As Greens Slip in Climate Polls, Wash Post Diagnoses 'Emotional Dead Spots' in 'American Brains'

On Tuesday, the Washington Post's Health & Science section was headed by a story contending global warming skeptics need a psychologist. David Fahrenthold's piece was headlined: "It's natural to behave irrationally: Climate change is just the latest problem that people acknowledge but ignore." It began:

To a psychologist, climate change looks as if it was designed to be ignored.

It is a global problem, with no obvious villains and no one-step solutions, whose worst effects seem as if they'll befall somebody else at some other time. In short, if someone set out to draw up a problem that people would not care about, one expert on human behavior said, it would look exactly like climate change.

That's the upshot of a spate of new research that tries to explain stalled U.S. efforts to combat greenhouse-gas emissions by putting the country on the couch.

The Post's designated guru was Duke behavioral scientist Dan Ariely: "We are collectively irrational, in the sense that we should really care about the long-term well-being of the planet, but when we get up in the morning, it's very hard to motivate ourselves."

Fahrenthold, like many liberals, finds it very plausible that conservatism (or simple skepticism about massive statist policy initiatives) displays scientific evidence of "emotional dead spots" in "American brains." Get a load:

Psychologists studying the issue say that the now-familiar warnings about climate change kick at emotional dead spots in all human brains - but especially in American brains.

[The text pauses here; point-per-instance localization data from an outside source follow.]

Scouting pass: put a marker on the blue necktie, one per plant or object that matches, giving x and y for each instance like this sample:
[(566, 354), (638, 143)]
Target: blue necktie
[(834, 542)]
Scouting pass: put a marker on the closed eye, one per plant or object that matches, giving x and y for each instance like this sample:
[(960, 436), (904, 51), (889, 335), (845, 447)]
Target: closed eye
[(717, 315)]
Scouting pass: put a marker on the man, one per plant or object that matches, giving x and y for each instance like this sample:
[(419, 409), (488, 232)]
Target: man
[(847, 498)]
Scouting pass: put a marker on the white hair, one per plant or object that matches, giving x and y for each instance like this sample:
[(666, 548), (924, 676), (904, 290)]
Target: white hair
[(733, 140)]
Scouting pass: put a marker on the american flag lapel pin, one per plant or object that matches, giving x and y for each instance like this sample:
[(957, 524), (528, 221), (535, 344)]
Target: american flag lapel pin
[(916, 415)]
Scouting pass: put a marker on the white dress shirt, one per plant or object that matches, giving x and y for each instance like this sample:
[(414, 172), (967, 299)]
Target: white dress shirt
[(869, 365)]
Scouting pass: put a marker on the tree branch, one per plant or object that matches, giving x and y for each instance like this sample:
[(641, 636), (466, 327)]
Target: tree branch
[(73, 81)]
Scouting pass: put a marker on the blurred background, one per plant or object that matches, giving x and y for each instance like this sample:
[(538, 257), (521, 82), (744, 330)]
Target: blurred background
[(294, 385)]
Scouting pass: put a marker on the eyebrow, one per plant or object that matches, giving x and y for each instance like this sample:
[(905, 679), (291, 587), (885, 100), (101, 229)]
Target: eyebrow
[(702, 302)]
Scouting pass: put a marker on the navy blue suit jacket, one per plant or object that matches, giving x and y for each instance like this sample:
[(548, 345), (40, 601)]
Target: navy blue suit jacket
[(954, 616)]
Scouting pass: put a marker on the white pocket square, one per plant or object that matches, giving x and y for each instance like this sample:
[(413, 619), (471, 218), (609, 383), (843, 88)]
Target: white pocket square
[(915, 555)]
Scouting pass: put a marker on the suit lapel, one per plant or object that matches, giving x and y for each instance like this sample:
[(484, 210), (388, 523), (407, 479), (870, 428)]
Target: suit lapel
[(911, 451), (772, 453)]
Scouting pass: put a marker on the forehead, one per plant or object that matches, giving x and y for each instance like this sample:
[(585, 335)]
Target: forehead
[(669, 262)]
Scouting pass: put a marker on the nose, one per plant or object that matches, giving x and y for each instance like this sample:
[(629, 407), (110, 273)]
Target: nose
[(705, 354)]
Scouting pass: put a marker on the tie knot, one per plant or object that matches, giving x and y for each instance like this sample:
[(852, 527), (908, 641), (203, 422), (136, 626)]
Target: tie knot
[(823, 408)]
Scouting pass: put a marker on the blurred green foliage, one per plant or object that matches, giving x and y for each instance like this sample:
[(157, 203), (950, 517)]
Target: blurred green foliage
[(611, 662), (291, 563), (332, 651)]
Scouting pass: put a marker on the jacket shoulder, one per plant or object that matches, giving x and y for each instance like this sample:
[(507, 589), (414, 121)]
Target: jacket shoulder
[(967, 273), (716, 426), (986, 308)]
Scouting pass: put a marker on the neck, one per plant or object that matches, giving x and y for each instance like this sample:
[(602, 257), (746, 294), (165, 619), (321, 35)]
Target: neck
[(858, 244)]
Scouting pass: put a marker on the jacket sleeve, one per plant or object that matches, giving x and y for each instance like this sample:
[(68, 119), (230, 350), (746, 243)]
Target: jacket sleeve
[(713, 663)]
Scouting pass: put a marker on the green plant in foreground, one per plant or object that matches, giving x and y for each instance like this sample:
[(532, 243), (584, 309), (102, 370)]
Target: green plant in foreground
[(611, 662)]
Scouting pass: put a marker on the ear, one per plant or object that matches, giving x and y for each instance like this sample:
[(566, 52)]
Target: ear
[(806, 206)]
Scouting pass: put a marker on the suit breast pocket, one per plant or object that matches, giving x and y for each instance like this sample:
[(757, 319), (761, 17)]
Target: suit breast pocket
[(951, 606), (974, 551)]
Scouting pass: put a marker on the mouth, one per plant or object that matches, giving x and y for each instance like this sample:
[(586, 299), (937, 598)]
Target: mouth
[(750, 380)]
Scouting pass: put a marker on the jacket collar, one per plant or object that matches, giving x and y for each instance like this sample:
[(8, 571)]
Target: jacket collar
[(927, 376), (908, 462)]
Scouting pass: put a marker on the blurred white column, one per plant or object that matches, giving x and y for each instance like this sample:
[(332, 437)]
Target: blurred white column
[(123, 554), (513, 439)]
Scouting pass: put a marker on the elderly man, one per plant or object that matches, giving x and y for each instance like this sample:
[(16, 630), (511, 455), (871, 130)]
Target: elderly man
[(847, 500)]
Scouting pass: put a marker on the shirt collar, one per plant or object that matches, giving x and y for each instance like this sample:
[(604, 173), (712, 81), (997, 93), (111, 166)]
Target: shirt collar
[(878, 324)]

Researchers have only theories to explain why people in the United States have done less than those in such places as Europe and Japan. Some think Americans are culturally leery of programs the government might develop to target climate change, trusting instead that the free market will solve major problems.

One U.S. researcher thought television is to blame: All those TV ads have made Americans more focused on their own wants, she theorized, and less likely to care about the long-term good.

Denying the impending crisis, Dan Ariely surmised, is just like "why we don't exercise, and we overeat, and we bite our fingernails...It's not something where we're going to overcome human nature."

For green groups, "researchers suggested a new set of back-door appeals, designed essentially to fool people into serving their own - and the planet's - best interests."

American brains are apparently not bright or compassionate enough to save the planet without being "fooled."

- Tim Graham is Director of Media Analysis at the Media Research Center.